Continue to stretch the silk. Try to stretch it evenly across the length. If you need to, place your foot in the loop and use your leg as leverage to continue stretching.
How Thin Do I Stretch It?
It depends on how thick you want your silk “yarn” to be. A good guide is to twist the roving slightly between two fingers. This will show you roughly what weight of yarn you have, even though the finished yarn won’t have twist in it and may appear thicker. Twisting it compacts the fibers in a similar way to the way the stitches compact it.

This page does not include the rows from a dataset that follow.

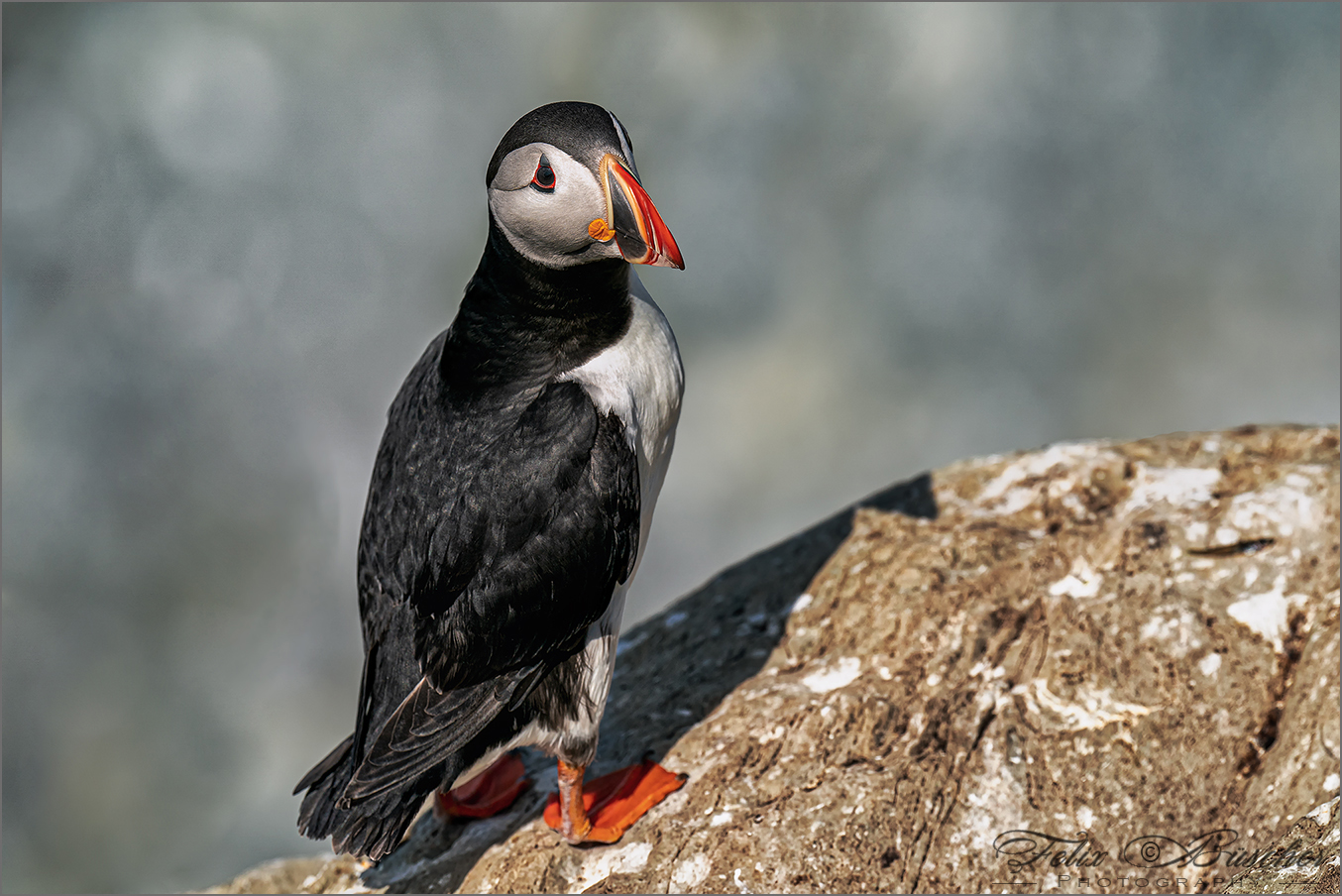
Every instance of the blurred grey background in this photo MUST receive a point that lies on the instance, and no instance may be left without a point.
(913, 235)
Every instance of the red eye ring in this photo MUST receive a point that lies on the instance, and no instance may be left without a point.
(544, 175)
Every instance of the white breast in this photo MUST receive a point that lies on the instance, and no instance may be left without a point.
(640, 380)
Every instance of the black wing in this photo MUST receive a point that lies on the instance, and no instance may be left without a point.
(494, 536)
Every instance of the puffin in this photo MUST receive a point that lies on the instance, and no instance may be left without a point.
(508, 507)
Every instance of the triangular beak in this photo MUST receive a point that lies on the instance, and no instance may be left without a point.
(639, 231)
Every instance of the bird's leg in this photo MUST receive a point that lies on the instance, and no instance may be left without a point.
(488, 793)
(602, 812)
(575, 824)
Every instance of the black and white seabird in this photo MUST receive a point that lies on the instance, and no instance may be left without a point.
(510, 504)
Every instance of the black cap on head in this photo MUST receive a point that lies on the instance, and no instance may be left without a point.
(583, 130)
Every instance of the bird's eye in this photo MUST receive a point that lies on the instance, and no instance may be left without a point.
(544, 175)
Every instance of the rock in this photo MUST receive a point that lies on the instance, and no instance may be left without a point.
(1303, 861)
(311, 875)
(1083, 663)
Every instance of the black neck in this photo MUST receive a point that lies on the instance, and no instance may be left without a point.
(521, 323)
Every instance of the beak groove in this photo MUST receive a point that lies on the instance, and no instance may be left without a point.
(639, 231)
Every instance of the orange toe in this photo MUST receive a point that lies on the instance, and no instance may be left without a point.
(488, 793)
(615, 801)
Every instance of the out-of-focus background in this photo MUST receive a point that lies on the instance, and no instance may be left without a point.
(912, 235)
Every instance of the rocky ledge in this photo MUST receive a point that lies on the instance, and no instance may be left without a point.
(1092, 667)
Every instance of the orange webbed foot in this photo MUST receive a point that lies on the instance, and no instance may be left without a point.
(611, 804)
(488, 793)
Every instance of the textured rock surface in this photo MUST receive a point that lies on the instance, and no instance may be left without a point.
(1303, 861)
(1128, 644)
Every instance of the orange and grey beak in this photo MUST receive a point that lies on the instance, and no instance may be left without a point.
(632, 220)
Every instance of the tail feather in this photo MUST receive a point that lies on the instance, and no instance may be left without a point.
(326, 781)
(372, 827)
(376, 827)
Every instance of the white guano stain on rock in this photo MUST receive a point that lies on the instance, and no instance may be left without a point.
(1209, 664)
(842, 672)
(687, 875)
(1082, 581)
(1267, 615)
(1174, 486)
(603, 862)
(1094, 710)
(1277, 511)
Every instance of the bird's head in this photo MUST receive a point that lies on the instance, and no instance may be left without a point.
(564, 189)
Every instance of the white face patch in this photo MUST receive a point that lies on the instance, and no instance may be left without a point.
(549, 228)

Remember, it is better to understretch than overstretch. You can draft a thick area, but it is much more difficult to make a thin spot thicker.
And Then What?
Then, when your roving is fairly consistently the thickness you want, find a weak spot and break it. Instead of a giant donut, you now have a long strand of silk. Wrap your roving around a piece of cardboard or cardstock to keep it from getting tangled. I don’t recommend making a ball without something in the center, as the silk will stick to itself and become tangled or messy.
You Are Ready to Knit!
Treat your silk roving as you would yarn. Silk is a very long fiber. Each cocoon is one long strand of fiber. When we stretch mawata, we break that fiber, but we’re still working with very long fibers. As a result, we can knit, crochet or weave with the silk without adding any twist.
What’s the Caveat?
Silk holds onto static and the fibers are so fine, they stick to everything. If you make a cowl with unspun silk, don’t plan to wear it with anything that has zippers or velcro and stay away from angular jewelry. While the individual fibers are strong, they aren’t twisted together and don’t create a cohesive yarn. Anything that catches on the fiber can disorganize it.
While it does have some downfalls, it is another opportunity to play with silk and different textures. It is an opportunity to learn about the qualities of silk.